If all goes well, the project reaches FID (final investment decision) and then the engineering to bring that field to life begins. A couple more years goes by.
It may be anything from ten-20 years from a bid round to first gas or oil. For example, the blocks for Woodside’s Calypso project were signed in 2012 and in 2025, FID has not been reached yet.
Many more aspects than we can list here will factor in and can change those timeframes.
Trinidad and Tobago’s gas decline
TT’s gas production averaged 2.5 bcf/day in 2024. This is 42 per cent less than the country’s peak gas production of 4.3 bcf/day, last seen in 2010.
The huge drop is due to a mixture of:
1. Natural decline of fields.
2. Not enough new gas fields were brought online due to:
• Exploration slowed because of a seven-year gap in blocks being awarded (2010 to 2015: 21 blocks, 2015 to 2022: 0 and 2023 to present: 13 blocks).
• Exploration also slowed due to a lack of fiscal incentives.
For example, from 2014 to 2017 there was a capital allowance for 100 per cent of exploration costs to be written off in that year vs over five years.
After 2017, this was not continued nor was any new incentive given to encourage exploration.
• Exploration failures such as Shell’s Aphrodite and Ice wells in 2022 which would have hoped to find new gas fields that could be brought online quickly.

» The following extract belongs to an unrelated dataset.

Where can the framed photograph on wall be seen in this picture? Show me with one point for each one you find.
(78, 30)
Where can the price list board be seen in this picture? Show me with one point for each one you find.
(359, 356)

3. Underperforming fields. For example, Shell’s Starfish and Dolphin fields as well as Woodside’s Ruby did not produce gas at the rates expected or for the durations expected.
4. The fact that most of the large gas fields in our shallow water have already been found. While there is certainly exploration potential, we are a pretty mature gas province. Most of the big easy gas has simply been exploited.
There are, however, a few cross-border and near-border Venezuelan gas fields that could greatly alleviate our gas pains, without any major technical challenges – namely, Dragon, Manakin-Cocuina and Loran.
There are also a host of domestic gas projects in the pipeline, but these will generally make up for the natural decline of current fields, keeping the daily average around 2.5 bcf/day, or raising it a bit when Manatee comes online.
Therefore, the gas industry, petrochemical and LNG production, and by extension, the US-dollar inflows to the country, has two main challenges:
• Balancing natural field decline by having a stream of new projects coming online in a timely manner. We are not doing so bad in this area but there is room for improvement.
• Increasing overall gas production. This requires fields that can produce large amounts but also for long periods. We are not doing very well here. This is what the Venezuelan gas projects were trying to address.
Is Venezuelan gas truly dead?
Now that the OFAC licences have been revoked, Dragon has gone back to slumber. Can it be revived again? Time will tell.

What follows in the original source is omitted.